Hoffmann was guest lecturer at the Nuova Accademia di Belle Arti in Milan from 2004 to 2016 and associate professor at the Graduate Program in Curatorial Practice at California College of the Arts in the San Francisco Bay Area from 2006 to 2012.

In 2012, Hoffmann was visiting professor and co-taught with Carol Yinghua Lu the curatorial course at the 4th Gwangju Biennale.
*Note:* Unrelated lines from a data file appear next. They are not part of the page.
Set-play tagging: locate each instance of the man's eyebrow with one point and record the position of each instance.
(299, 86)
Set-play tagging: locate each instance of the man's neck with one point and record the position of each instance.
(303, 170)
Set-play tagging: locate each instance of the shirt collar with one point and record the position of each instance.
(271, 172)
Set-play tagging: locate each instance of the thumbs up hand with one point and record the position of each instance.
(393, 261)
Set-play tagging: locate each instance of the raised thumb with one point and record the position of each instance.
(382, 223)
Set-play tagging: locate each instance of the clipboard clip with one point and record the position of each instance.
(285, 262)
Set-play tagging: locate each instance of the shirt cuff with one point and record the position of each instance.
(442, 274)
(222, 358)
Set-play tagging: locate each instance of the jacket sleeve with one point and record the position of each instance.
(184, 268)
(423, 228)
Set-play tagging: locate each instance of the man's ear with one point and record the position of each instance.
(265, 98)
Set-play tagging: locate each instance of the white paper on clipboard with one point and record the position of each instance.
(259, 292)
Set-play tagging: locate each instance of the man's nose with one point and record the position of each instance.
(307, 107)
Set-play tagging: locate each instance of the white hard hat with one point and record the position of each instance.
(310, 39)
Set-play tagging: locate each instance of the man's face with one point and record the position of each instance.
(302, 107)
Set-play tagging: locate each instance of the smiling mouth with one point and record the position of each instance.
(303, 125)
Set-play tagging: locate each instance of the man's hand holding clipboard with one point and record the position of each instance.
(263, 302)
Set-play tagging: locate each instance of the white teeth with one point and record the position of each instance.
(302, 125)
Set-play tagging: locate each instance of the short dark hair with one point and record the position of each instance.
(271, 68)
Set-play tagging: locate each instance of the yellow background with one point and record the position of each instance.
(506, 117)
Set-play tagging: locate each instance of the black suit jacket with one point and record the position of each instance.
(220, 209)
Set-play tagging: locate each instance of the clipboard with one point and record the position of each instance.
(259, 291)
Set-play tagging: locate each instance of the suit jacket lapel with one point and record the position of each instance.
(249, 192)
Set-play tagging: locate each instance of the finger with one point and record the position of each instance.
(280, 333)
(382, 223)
Hoffmann organized the 2010 Max Wasserman Forum the Massachusetts Institute of Technology, titled Parody, Politics, and Performativity, a forum to address critical issues in contemporary art and culture through arts professionals and which included presentations by artists Tino Sehgal, Tania Bruguera, Joan Jonas, and Claire Fontaine as well as art historians Dorothea von Hantelmann and Frazer Ward.

In 2000 Hoffmann was visiting professor at the department of Critical Writing and Curatorial Practice at Konstfack University College of Arts, Crafts and Design in Stockholm.

== Books and publications ==
Hoffmann has written and edited over three dozen books and exhibition publications.

=== Select books ===
Among his book publications are:

- Hoffman, Jens (2017). "(Curating) From A to Z"
- Hoffman, Jens (2017). "The Exhibitionist: Journal on Exhibition Making: The First Six Years" A book publication of 12 issues of The Exhibitionist journal.
- Hoffman, Jens (2017). "Show Time: The 50 Most Influential Exhibitions of Contemporary Art"
- Hoffman, Jens (2015). "Theater of Exhibitions"
- Hoffman, Jens (2014). "(Curating) From A to Z"
- Hoffman, Jens (2013). "Ten Fundamental Questions of Curating"
- Hoffman, Jens (2012). "The Studio"

=== Select co-authored books ===

- Hoffman, Jens (2016). "Roberto Burle Marx: Brazilian Modernist"
- Skerritt, Henry F. (2015). "No Boundaries: Aboriginal Australian Contemporary Abstract Painting"
- Tumarkin Goodman, Susan (2015). "The Power of Pictures: Early Soviet Photography, Early Soviet Film"
- Pedrosa, Adriano (2014). "Vitamin 3-D: New Perspectives in Sculpture and Installation"
- Hoffman, Jens (2005). "Perform"
- Bronson, AA (2004). "The Next Documenta Should Be Curated By An Artist"

=== Journals and magazines ===
The Exhibitionist: A Journal on Exhibition Making was founded in 2009 by Hoffmann; the journal has advocated the author theory as developed specifically by François Truffaut in his 1954 essay "Une certaine tendance du cinéma français" ("A certain tendency in French cinema") and adapted Truffaut's ideas to the sphere of exhibition making. Hoffman is the editor of The Exhibitionist.

Hoffmann has been editor-at-large for Mousse magazine since 2011 and is a frequent contributor to Frieze and Artforum. He has written for Parkett, Texte zur Kunst, DOMUS, and Critique d'Arts, and was a columnist for Purple from 2001 to 2003 as well as a correspondent for Flash Art from 2002 to 2007.